Así fue como logró participar en la edición Mexicráneos 2021. Para ella ha sido un sueño hecho realidad. Su obra destaca entre otras 24 calaveras no solo por ser la única venezolana, sino también por el tema que aborda. Su cráneo de  fondo amarillo, muestra a varias personas:  un tenista, un taquero, jardinero y hasta un organillero de esos que caminan por el Centro Histórico de México, sumergidos, embobados en sus celulares. La propuesta que sin dudarlo fue aprobada por los organizadores del evento, pretende mostrar cómo los seres humanos han dejado de disfrutar momentos especiales por estar conectados al celular, a las redes sociales. “Es una crítica con la que muchos se identifican. A mí me ha pasado, he dejado de apreciar las cosas lindas de la vida, un paisaje, un momento especial, por estar pegada al teléfono. Acá simplemente planteo la muerte de la conexión humana, de esos episodios donde salíamos a compartir con amigos, con la pareja, sin estar pendiente del mensaje de Whatsapp, del Instagram, del Facebook. Por eso la titulé: Ausentes”, expresa.

 

Su pieza ha sido fotografiada por cientos de personas. Algunas contaban que se veían reflejadas allí, y que  los sacudió y los invitaba a la reflexión. Una visitante se atrevió a decir: “Ahora entiendo por qué mi pareja siempre me dice: – deja de estar metida en las redes y mira el paisaje, lo que tienes a tu alrededor. Suelta ese teléfono por un momento”. Esos son los mensajes que transmiten este tipo de creaciones, que  llegan a la gente, que tocan fibra y en este caso los exhorta pensar y en muchos casos a cambiar.

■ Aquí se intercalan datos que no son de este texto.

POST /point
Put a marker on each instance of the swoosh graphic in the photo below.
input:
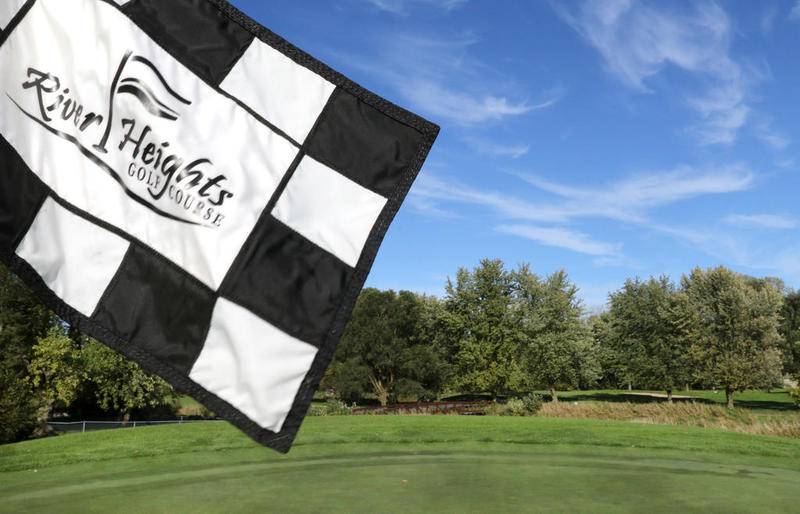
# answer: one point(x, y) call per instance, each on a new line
point(105, 167)
point(148, 100)
point(138, 58)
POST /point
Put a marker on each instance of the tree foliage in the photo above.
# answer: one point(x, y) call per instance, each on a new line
point(23, 321)
point(736, 343)
point(650, 325)
point(790, 334)
point(384, 350)
point(484, 336)
point(558, 351)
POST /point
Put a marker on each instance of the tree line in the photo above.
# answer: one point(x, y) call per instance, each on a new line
point(47, 368)
point(506, 331)
point(495, 331)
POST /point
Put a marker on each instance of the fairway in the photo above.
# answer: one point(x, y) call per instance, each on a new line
point(402, 464)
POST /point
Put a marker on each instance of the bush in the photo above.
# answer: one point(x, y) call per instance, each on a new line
point(526, 406)
point(795, 394)
point(533, 403)
point(331, 407)
point(515, 407)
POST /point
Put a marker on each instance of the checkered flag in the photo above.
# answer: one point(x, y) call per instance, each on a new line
point(195, 192)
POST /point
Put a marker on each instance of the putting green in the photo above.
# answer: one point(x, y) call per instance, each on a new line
point(407, 464)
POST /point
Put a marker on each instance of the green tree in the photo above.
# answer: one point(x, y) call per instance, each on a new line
point(120, 385)
point(613, 363)
point(23, 320)
point(385, 349)
point(484, 336)
point(56, 371)
point(650, 328)
point(736, 340)
point(790, 334)
point(559, 351)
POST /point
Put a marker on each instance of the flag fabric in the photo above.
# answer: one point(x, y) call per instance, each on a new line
point(195, 192)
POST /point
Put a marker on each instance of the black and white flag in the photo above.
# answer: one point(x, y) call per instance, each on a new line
point(187, 187)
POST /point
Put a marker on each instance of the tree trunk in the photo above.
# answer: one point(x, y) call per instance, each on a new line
point(380, 391)
point(729, 397)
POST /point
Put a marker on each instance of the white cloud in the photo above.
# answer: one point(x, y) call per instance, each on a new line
point(631, 198)
point(401, 7)
point(440, 77)
point(638, 40)
point(773, 221)
point(771, 137)
point(487, 147)
point(562, 238)
point(627, 200)
point(464, 108)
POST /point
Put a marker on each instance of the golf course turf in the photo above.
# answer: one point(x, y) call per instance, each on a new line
point(407, 464)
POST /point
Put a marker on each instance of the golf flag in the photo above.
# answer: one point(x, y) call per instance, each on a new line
point(195, 192)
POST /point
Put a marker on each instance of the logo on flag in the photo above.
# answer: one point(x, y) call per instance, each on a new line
point(188, 188)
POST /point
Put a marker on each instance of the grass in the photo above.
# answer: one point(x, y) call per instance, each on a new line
point(408, 464)
point(748, 421)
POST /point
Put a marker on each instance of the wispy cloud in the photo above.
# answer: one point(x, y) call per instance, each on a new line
point(772, 221)
point(440, 76)
point(770, 136)
point(403, 7)
point(489, 147)
point(638, 40)
point(630, 199)
point(562, 238)
point(464, 108)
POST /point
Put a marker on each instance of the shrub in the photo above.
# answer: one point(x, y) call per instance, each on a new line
point(525, 406)
point(331, 407)
point(795, 394)
point(516, 407)
point(533, 403)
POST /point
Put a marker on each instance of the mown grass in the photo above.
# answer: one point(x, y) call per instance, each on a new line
point(406, 464)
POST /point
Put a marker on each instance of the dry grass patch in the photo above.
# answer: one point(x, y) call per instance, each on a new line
point(682, 413)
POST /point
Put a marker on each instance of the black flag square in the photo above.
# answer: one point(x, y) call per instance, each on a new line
point(195, 192)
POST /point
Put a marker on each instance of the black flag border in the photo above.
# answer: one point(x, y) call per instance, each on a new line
point(281, 441)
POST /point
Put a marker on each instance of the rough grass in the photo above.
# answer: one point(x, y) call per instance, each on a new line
point(680, 413)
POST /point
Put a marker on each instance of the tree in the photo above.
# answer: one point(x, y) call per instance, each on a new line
point(736, 329)
point(22, 321)
point(613, 363)
point(56, 370)
point(558, 348)
point(484, 337)
point(385, 349)
point(119, 384)
point(650, 327)
point(790, 334)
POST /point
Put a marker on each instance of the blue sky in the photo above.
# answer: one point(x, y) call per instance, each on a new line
point(611, 138)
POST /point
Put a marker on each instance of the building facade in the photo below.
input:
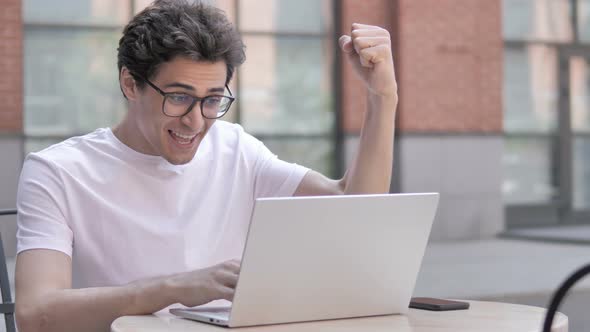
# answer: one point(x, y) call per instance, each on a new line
point(294, 91)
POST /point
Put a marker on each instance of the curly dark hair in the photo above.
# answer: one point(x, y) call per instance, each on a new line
point(170, 28)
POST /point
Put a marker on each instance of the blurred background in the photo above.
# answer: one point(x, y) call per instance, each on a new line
point(494, 114)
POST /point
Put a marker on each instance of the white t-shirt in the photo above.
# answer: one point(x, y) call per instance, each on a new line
point(123, 216)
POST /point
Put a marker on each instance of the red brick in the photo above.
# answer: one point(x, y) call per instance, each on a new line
point(451, 60)
point(11, 62)
point(448, 58)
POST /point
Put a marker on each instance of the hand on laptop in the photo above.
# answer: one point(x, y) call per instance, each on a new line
point(205, 285)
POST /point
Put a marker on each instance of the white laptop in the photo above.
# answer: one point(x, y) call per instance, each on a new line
point(327, 257)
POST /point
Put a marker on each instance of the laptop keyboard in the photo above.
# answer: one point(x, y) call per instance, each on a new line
point(224, 312)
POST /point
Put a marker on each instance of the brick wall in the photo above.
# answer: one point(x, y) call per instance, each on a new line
point(450, 66)
point(448, 56)
point(11, 69)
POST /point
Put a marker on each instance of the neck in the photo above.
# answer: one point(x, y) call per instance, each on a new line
point(129, 134)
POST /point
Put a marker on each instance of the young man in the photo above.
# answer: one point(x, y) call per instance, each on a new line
point(155, 211)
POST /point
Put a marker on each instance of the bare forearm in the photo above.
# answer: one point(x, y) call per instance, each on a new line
point(370, 171)
point(93, 309)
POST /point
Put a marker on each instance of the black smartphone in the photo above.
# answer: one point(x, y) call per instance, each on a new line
point(429, 303)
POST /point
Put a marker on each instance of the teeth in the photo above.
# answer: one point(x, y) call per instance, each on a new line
point(187, 137)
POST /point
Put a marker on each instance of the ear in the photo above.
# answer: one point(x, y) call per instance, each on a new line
point(127, 84)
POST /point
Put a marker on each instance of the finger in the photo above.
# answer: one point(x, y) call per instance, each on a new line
point(345, 43)
point(226, 278)
point(365, 26)
point(373, 55)
point(365, 42)
point(357, 33)
point(226, 293)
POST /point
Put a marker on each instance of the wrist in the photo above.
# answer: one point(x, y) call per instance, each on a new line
point(149, 296)
point(386, 104)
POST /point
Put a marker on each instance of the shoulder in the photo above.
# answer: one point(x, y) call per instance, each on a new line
point(71, 151)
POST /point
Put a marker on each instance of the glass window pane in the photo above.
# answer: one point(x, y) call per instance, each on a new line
point(530, 89)
point(71, 81)
point(315, 153)
point(581, 174)
point(286, 85)
point(528, 171)
point(308, 16)
point(84, 12)
point(580, 94)
point(537, 19)
point(584, 20)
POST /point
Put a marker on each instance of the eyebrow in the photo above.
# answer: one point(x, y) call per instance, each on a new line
point(191, 88)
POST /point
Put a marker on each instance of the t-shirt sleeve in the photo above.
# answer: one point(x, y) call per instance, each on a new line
point(41, 203)
point(274, 177)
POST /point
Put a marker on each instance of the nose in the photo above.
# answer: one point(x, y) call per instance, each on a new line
point(194, 119)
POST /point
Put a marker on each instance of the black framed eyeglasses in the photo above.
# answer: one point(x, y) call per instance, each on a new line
point(178, 104)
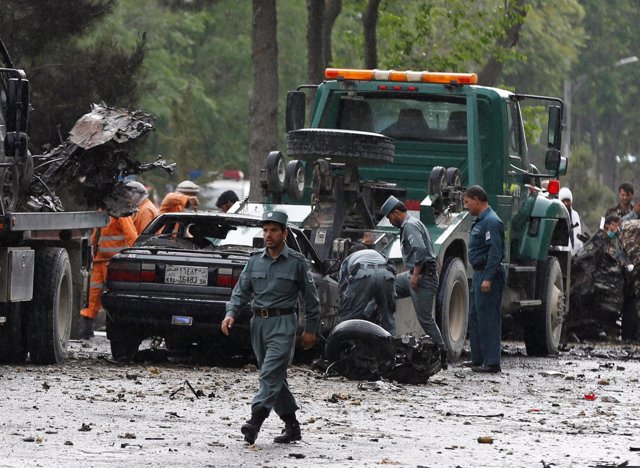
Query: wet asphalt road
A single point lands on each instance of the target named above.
(581, 409)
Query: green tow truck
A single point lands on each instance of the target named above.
(424, 137)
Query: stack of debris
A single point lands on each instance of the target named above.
(86, 170)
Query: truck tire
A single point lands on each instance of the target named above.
(13, 342)
(543, 327)
(340, 146)
(294, 180)
(51, 307)
(123, 340)
(452, 306)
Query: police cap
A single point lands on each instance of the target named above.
(279, 217)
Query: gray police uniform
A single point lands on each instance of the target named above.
(275, 285)
(486, 251)
(365, 277)
(417, 249)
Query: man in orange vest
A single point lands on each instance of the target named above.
(147, 211)
(184, 197)
(107, 241)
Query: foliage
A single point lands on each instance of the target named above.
(590, 199)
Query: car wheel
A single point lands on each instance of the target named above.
(51, 307)
(452, 306)
(294, 180)
(340, 146)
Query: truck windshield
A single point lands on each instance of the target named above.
(417, 118)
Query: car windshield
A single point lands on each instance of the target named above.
(202, 232)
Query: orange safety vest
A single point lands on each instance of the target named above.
(147, 212)
(118, 234)
(174, 202)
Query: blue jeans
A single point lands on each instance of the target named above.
(422, 299)
(485, 320)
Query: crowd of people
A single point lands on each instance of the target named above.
(122, 232)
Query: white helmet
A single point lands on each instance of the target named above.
(188, 188)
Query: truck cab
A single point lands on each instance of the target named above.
(446, 133)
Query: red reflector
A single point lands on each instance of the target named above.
(127, 276)
(227, 281)
(413, 205)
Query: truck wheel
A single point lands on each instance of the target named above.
(275, 172)
(51, 307)
(13, 342)
(124, 341)
(452, 306)
(542, 327)
(340, 146)
(437, 180)
(294, 180)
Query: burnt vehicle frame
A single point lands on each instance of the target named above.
(175, 281)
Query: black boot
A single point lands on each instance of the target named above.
(291, 431)
(251, 428)
(86, 328)
(444, 359)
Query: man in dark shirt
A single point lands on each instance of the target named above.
(273, 279)
(486, 250)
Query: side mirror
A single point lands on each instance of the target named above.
(552, 160)
(554, 131)
(295, 114)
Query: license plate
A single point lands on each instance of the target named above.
(182, 320)
(196, 276)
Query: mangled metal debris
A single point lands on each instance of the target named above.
(87, 169)
(361, 350)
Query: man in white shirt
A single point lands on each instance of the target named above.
(566, 197)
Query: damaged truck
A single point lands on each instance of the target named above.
(45, 248)
(424, 137)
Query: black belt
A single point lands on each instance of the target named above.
(266, 313)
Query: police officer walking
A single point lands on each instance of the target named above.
(274, 276)
(420, 280)
(366, 281)
(486, 250)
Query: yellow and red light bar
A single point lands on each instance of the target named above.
(395, 75)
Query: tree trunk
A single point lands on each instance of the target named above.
(315, 51)
(490, 73)
(370, 24)
(332, 9)
(263, 105)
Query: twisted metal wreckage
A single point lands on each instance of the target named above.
(88, 168)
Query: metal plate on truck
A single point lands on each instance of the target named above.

Camila no tuvo mucho tiempo para pintar la obra. Una vez que los organizadores aceptaron su tema, tuvo que acelerar el paso. Empezó los trazos dos semanas antes de la inauguración de la muestra. Estuvo 40 horas dándole forma a las figuras en una especie de taller que fue habilitado para que los participantes dieran rienda suelta a sus pinceles. Allí también pudo conocer a expositores, compartir ideas y hasta sugerencias. Cuando su cráneo fue exhibido por primera vez en Reforma, no pudo contener la emoción. Fue una de las primeras en visitarlo, no dejaba de fotografiarse. No podía creer que su pieza estuviera allí,  junto a la de otros artistas consagrados. “Estoy aquí, lo logré”, decía.

Su cráneo fue mudado y ahora decora la gigantesca ofrenda del Día de Muertos, instalada en el Zócalo. Su trabajo no se detiene, Camila sigue creando. Hace unos días inauguró una muestra en una galería en San Miguel Allende. Allí hace un recorrido por el pasado. “En sus lienzos pintados de colores cálidos rememora su llegada y su recibimiento en la Ciudad de México. Mis pinturas se basan en la psicología del color, lo uso para expresar emociones. Cuando quiero hablar de calidez, como en esta exposición, empleo tonos naranja y rojo.  Suelo usar el azul para manifestar la paz que se respira en algún lugar, comenta.

Aunque es migrante y extraña el país que la crió, su mudanza la ve como una oportunidad de aprendizaje, de explorar nuevas culturas, de conocer y aprender el abanico artístico que le ofrece el país de acogida. “Veo a México como el chance de convertirme en una artista integral, de estudiar a Diego Rivera, su gráfica, su crítica y cómo educaba a través de sus obras. Por ejemplo, al ver los cuadros de Frida puedo percibir su dolor por la discapacidad que la postró en una cama, y así con cada una de estas referencias. De eso se trata este proceso de cambios. Este país me abrió las puertas a un universo gráfico distinto”.